The training pipeline builds on TinyLlama’s pretraining code but adds critical enhancements:

  • Full support for Hugging Face model formats
  • Resumable training with exact data checkpointing
  • On-the-fly data validation and consistency checks
  • Ability to append new datasets without restarting training

These features make the training process not only more robust but also far more accessible to teams without dedicated MLOps infrastructure.

Getting Started: Simple Integration for Prototyping and Deployment

Using Steel-LLM in your project requires just a few lines of code. It’s available on both Hugging Face Hub and ModelScope, and supports standard chat templating for instruction-following use cases.

For example, with ModelScope:

from modelscope import AutoModelForCausalLM, AutoTokenizer  

model = AutoModelForCausalLM.from_pretrained(  "zhanshijin/Steel-LLM",  torch_dtype="auto",  device_map="auto"  
)  
tokenizer = AutoTokenizer.from_pretrained("zhanshijin/Steel-LLM")  
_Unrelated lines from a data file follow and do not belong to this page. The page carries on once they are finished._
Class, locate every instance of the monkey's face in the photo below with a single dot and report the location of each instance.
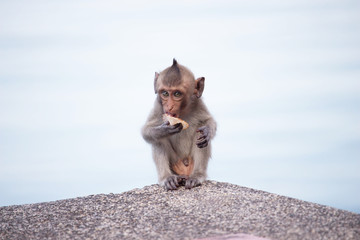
(173, 100)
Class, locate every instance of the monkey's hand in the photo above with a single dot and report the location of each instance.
(204, 137)
(192, 182)
(166, 129)
(173, 182)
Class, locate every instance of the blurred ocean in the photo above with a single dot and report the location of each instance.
(282, 81)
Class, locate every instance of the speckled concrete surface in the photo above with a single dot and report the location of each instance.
(213, 209)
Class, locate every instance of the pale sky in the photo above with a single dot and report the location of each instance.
(282, 82)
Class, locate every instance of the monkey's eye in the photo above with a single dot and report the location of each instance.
(164, 94)
(177, 94)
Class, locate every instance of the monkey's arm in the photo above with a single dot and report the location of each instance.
(207, 132)
(153, 133)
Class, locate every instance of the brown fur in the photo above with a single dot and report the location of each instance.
(178, 152)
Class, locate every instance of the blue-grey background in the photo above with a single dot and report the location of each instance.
(282, 81)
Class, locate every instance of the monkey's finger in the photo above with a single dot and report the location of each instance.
(170, 185)
(176, 128)
(192, 182)
(202, 144)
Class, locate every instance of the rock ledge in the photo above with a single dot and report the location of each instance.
(213, 209)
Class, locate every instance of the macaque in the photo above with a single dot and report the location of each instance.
(181, 155)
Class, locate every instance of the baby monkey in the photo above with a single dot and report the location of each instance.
(181, 155)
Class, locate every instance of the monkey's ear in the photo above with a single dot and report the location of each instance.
(199, 87)
(155, 81)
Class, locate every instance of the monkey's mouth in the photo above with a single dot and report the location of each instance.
(171, 114)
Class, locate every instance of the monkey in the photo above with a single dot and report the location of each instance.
(181, 155)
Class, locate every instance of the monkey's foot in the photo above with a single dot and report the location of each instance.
(192, 182)
(172, 182)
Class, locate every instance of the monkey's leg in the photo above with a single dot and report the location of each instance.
(166, 177)
(201, 158)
messages = [{"role": "user", "content": "你是谁开发的?"}]  
text = tokenizer.apply_chat_template(messages, tokenize=False, add_generation_prompt=True)  
inputs = tokenizer([text], return_tensors="pt").to(model.device)  
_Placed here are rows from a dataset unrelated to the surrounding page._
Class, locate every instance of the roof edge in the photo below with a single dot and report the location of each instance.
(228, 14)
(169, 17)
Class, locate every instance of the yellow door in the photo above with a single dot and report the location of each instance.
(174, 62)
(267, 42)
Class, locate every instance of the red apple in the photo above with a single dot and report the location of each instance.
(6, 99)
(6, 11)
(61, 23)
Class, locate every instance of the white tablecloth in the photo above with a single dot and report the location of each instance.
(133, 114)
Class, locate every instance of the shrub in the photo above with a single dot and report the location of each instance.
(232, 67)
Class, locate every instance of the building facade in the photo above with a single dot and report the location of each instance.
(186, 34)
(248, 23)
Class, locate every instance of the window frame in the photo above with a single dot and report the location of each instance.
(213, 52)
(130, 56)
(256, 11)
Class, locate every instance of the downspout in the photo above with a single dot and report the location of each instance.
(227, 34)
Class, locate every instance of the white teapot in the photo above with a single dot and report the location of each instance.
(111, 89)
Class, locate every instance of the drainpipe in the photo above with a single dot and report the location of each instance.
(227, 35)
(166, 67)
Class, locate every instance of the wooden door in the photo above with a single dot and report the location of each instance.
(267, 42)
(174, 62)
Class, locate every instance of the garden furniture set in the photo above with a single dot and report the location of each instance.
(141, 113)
outputs = model.generate(**inputs, max_new_tokens=512)  
response = tokenizer.decode(outputs[0][inputs.input_ids.shape[1]:], skip_special_tokens=True)  
print(response)  

This simplicity lowers the barrier to experimentation, enabling rapid prototyping of Chinese chatbots, educational assistants, or content-generation tools. Inference can run on consumer-grade GPUs (e.g., RTX 3090/4090) or even CPU with quantization, though full fine-tuning requires server-grade hardware.

Ideal Use Cases

Steel-LLM excels in scenarios where:

  • A Chinese-first language model is required
  • Compute or budget constraints rule out 7B+ models
  • Transparency and reproducibility are non-negotiable (e.g., academic research, compliance-sensitive domains)
  • You need a solid base model for fine-tuning on domain-specific Chinese tasks (legal, medical, customer support, etc.)

It’s particularly well-suited for startups, university labs, or independent developers who want a performant, inspectable, and modifiable foundation without relying on black-box APIs or poorly documented open weights.

Key Limitations to Consider

While Steel-LLM delivers strong results for its size, users should be aware of its boundaries:

  • Not optimized for English-only tasks: Performance on English benchmarks is not competitive with English-centric models of similar scale.
  • Limited reasoning and math capabilities: The model was not trained on specialized STEM or formal logic datasets, so complex reasoning or quantitative tasks may yield unreliable results.
  • 1B parameter ceiling: It will naturally underperform compared to 7B+ models on advanced multi-step reasoning or knowledge-intensive tasks.
  • Training requires significant GPU resources: Full pretraining used 8×H800 GPUs for ~30 days; fine-tuning from scratch isn’t feasible on consumer hardware, though inference and lightweight tuning (e.g., LoRA) are accessible.

Summary

Steel-LLM proves that high-quality, open, and reproducible language models are achievable even with modest resources—provided the process is transparent, data is thoughtfully curated, and the community is invited to learn and build together. For teams focused on Chinese-language AI applications, it offers a rare combination: competitive performance, full code and data pipeline access, and a clear path to customization. If your project demands a trustworthy, inspectable, and effective Chinese LLM under 2B parameters, Steel-LLM is a compelling choice worth exploring.